室外多视角多模态三维成像系统的设计与多目标跟踪

System Design and Multi-object Tracking of A Flexible Multiview Multimodal Imaging System for Outdoor Scenes

作者:张猛
  • 学号
    2020******
  • 学位
    硕士
  • 电子邮箱
    zha******.cn
  • 答辩日期
    2023.05.16
  • 导师
    冯建江
  • 学科名
    控制科学与工程
  • 页码
    101
  • 保密级别
    公开
  • 培养单位
    025 自动化系
  • 中文关键词
    三维成像系统,多视角多模态,时空标定,数据集,长时期跟踪
  • 英文关键词
    3D imaging system,multiview multimodal,spatio-temporal calibration,dataset,long-term tracking

摘要

三维视觉相关任务具有极高的研究与应用价值,已经成为计算机视觉领域最受关注的方向之一。

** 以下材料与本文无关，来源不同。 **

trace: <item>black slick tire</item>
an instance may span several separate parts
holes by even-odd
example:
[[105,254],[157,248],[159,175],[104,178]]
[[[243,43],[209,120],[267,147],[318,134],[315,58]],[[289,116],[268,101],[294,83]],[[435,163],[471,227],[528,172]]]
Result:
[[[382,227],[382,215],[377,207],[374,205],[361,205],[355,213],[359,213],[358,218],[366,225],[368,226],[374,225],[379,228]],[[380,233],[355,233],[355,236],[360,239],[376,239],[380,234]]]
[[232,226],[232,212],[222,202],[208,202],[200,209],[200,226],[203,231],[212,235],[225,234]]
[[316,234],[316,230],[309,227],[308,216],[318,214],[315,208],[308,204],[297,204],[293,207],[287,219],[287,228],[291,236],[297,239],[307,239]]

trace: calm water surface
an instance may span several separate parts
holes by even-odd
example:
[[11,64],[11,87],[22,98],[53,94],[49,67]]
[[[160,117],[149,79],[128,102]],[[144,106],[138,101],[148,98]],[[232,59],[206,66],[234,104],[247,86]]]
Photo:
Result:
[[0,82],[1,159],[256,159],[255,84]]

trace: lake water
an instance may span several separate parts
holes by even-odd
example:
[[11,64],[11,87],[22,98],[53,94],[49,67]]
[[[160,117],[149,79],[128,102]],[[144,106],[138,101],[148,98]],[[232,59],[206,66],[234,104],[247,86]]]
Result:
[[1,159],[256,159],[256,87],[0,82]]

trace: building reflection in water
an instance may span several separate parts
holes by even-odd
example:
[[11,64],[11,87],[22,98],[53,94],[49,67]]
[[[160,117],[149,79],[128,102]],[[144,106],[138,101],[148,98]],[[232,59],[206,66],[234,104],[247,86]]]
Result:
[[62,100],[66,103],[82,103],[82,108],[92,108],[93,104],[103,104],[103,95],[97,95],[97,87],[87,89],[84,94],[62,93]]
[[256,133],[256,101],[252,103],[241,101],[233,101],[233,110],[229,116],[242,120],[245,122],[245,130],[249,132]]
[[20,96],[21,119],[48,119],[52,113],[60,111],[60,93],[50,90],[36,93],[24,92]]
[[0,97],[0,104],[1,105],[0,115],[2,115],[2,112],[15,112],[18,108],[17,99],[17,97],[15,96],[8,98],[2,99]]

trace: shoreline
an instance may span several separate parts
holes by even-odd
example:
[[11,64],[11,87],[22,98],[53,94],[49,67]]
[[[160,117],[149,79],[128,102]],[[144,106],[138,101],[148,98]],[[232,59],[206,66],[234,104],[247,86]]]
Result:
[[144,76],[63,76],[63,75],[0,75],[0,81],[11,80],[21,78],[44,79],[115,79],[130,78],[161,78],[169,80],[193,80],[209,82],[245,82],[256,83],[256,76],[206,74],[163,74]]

精确的三维成像是进行场景视觉感知与分析的基础。大多数现有的三维成像系统使用多相机进行数据采集,局限在室内小场景内进行测试和开发。面对复杂动态的大场景,已有的多相机成像系统存在着诸多难以避免的缺点,难以得到更广泛的应用。同时,缺少在室外大场景下精确的三维成像也影响了三维目标的检测和跟踪结果,损害了室外大场景下的三维目标感知能力。针对上述问题,本文引入激光雷达传感器,设计并构建了一套场景普适的多视角多模态三维成像系统,并实现了低成本自动化的多节点时间同步和空间标定。本文利用此系统进行了多个场景的三维成像数据采集,并且探究了基于多视角多模态数据的长期多目标检测跟踪算法,在实际体育场景上实现初步的视觉感知验证。本文的主要研究内容和成果包括以下三点:1、本文设计并构建了一套针对室外大场景下的多视角多模态三维成像系统。针对RGB相机的局限性,本文引入激光雷达传感器,构建多模态传感器网络。激光雷达受环境影响较小,可以获取目标的精准深度,从而与相机获得的丰富纹理信息相互补充。针对室外场景的复杂性,本文设计易于拆解组装的可移动装置结构,并且可以进行自由的节点扩容。针对时空标定的难点,本文设计了基于GPS的多节点时间同步系统和基于点云配准的空间标定技术。2、本文在多样的实际室外场景中采集了大量的多视角多模态三维动态成像数据。为了验证系统的功能性和稳定性,本文在交通场景、监控场景、体育场景分别采集了多视角多模态三维数据,进行数据整理、分析和标注,构建了一个全新的室外大场景的时空同步的多视角多模态三维数据集。3、本文提出了一种融合多视角点云和图像的三维检测和长时期目标跟踪算法。针对多模态数据,本文方法对点云数据和图像数据分别进行特征提取,然后投影到鸟瞰视图上进行特征融合,从而回归得到精准的三维目标检测结果。在跟踪阶段,本文方法利用目标的三维空间信息和多视角图像中目标的外观特征,匹配连接得到目标物体的三维跟踪轨迹。本文方法在长期序列跟踪任务上取得了55.48%的HOTA跟踪指标,比基准方法提升了22.62%,证明了本文方法在长时期跟踪任务上的良好效果。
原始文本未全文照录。